The scope of my project evolved almost as quickly as my pen could transcribe every motivational speech uttered by Gil Penalosa. Turning an empty lot into a "neighborhood living room" where people can gather and connect is a noble cause in itself, but could it be more?

There is an ongoing discussion in Charlotte about "sterilizing development" and how the city desperately needs to address weak building ordinances that lead to a disregarded public realm. My mentors have pushed me to magnify my impact by tapping into this conversation and inspiring the community to demand better from the public and private sectors that shape our built environment. With the support of K880, I feel excited and empowered to potentially influence broader change!

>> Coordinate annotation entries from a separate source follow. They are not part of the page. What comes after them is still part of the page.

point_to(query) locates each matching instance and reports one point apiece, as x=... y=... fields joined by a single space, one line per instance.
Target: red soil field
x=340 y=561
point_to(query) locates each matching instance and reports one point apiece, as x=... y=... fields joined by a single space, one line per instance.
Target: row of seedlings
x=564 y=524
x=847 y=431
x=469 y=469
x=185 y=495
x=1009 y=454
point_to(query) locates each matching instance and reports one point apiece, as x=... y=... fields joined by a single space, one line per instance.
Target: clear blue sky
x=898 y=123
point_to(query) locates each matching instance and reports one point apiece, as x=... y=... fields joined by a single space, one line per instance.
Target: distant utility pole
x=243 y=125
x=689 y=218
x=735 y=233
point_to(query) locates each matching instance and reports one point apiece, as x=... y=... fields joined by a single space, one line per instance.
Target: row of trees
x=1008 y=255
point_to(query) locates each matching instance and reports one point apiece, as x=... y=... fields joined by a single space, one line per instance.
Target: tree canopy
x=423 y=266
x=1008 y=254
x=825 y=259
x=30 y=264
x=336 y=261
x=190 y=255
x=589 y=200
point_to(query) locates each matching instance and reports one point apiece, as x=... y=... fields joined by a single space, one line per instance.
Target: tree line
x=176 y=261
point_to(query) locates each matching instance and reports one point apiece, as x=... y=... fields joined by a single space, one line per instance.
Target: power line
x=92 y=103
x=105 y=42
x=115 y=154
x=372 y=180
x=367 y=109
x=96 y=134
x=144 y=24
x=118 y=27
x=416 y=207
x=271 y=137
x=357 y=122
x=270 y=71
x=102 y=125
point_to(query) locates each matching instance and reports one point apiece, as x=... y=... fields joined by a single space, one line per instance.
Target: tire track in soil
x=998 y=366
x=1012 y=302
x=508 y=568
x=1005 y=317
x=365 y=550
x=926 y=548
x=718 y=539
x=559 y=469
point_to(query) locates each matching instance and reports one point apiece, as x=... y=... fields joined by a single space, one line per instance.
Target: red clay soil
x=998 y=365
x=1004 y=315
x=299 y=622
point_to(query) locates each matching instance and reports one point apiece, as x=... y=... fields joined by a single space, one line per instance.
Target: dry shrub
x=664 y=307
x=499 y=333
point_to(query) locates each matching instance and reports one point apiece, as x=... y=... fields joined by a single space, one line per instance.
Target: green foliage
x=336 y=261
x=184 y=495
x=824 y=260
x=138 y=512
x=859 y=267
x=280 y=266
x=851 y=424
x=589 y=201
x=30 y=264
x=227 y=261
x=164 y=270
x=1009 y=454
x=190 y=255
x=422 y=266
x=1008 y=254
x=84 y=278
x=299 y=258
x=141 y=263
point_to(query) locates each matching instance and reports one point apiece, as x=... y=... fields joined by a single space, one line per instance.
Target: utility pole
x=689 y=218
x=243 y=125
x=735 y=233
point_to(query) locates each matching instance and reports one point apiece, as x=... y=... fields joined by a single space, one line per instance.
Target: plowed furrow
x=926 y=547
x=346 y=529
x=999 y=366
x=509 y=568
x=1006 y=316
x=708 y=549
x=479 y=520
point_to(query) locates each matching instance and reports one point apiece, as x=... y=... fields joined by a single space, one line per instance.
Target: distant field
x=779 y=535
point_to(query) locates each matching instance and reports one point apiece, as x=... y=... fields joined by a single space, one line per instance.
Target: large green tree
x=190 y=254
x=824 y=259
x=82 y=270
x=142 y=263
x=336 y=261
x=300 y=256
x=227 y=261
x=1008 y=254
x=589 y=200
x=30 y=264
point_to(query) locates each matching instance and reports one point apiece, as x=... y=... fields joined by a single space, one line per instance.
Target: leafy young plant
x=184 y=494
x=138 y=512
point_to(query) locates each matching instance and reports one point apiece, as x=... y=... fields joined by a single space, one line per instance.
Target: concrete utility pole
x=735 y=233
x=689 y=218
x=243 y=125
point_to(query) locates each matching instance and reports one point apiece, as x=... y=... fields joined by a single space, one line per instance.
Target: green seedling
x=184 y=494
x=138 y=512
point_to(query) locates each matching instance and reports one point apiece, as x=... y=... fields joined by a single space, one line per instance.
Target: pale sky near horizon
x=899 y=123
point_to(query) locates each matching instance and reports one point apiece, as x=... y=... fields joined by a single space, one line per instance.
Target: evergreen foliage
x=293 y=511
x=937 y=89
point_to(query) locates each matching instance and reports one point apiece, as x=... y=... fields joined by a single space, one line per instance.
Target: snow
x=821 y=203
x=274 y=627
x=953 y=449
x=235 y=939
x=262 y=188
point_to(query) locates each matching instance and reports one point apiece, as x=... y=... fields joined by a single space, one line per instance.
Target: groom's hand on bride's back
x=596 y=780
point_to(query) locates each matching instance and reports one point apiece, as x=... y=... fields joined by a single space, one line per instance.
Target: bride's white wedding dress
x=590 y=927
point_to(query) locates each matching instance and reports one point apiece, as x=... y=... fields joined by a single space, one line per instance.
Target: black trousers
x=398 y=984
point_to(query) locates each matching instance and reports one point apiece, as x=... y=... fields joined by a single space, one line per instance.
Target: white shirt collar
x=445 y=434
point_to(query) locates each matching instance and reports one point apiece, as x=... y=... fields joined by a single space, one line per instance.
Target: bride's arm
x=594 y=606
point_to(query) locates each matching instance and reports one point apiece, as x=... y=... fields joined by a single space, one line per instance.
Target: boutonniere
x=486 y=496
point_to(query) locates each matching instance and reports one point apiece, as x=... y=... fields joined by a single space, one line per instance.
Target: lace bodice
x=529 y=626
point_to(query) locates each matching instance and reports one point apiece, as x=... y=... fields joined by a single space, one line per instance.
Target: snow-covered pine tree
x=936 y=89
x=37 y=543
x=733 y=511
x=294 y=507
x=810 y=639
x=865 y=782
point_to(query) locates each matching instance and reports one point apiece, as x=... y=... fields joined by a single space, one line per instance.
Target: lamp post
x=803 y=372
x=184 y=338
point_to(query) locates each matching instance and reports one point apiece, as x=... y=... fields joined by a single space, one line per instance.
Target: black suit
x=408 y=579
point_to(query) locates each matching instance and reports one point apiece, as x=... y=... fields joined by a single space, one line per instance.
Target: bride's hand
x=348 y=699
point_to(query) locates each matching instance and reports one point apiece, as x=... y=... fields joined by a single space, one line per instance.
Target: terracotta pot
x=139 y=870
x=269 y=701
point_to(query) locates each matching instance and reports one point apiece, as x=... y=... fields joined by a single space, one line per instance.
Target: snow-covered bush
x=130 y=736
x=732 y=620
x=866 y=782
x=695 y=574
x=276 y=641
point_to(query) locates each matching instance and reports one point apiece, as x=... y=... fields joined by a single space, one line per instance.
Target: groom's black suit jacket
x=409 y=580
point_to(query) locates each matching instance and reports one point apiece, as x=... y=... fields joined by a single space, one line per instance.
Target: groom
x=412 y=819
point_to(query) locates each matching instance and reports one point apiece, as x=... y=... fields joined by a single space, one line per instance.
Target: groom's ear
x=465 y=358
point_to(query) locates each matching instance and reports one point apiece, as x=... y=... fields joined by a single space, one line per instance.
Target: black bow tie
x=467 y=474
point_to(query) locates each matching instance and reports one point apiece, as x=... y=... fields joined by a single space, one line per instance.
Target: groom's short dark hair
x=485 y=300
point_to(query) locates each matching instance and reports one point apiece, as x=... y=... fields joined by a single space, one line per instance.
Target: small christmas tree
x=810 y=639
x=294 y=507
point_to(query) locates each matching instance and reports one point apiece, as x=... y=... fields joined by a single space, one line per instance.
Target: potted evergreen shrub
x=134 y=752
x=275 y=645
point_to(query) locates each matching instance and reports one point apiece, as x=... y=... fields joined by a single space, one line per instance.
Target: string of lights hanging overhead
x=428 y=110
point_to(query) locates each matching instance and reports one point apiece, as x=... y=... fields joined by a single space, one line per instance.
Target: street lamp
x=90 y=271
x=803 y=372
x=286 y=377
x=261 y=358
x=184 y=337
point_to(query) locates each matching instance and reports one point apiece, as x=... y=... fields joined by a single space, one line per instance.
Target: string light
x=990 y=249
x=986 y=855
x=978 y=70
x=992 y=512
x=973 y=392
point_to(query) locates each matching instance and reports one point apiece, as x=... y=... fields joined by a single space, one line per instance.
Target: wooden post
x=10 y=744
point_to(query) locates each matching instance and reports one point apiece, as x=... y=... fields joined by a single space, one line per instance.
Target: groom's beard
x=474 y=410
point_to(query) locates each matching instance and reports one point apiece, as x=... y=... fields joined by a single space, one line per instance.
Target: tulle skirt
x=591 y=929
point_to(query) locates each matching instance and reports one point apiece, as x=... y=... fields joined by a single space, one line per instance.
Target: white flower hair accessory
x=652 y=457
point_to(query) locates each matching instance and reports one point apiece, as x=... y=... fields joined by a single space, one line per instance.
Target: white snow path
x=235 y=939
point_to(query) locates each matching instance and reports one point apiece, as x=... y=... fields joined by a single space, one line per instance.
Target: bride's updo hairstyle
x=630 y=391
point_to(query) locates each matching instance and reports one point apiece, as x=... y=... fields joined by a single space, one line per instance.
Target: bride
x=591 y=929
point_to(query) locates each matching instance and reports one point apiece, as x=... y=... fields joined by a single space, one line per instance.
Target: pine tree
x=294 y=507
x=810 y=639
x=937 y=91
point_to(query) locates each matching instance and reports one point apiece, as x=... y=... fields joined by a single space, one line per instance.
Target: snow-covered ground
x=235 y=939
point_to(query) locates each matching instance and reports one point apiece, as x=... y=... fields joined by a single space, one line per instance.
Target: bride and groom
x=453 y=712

If the studio had only consisted of exploring a new city and studying at the feet of experts in the field, that would have made the trip worthwhile many times over. However, two quotations from the studio ultimately defined my greatest takeaways:

"The problem with stereotypes is not that they are untrue, but that they are incomplete. They make one story become the only story." - Chimamanda Ngozi Adichie

"A lot of the trouble in the world would disappear if we were talking to each other instead of about each other." - Ronald Reagan

Akron, Charlotte, Detroit, Macon, Miami, Philadelphia, San Jose, and St Paul are eight very different cities, each with a completely unique set of challenges and opportunities that affect the people who live there. And yet when this epic mash-up of millennials interacted, incomplete stereotypes were challenged in every direction. The more we talked to each other, the more we transcended our differences and discovered our commonalities. On the last night we fought back tears (some more successfully than others) and marveled at how we had arrived as strangers but were departing as family.

K880 has been a powerful example of what is possible when we prioritize space that fosters connection between people. Now it's time to show Charlotte what it's all about!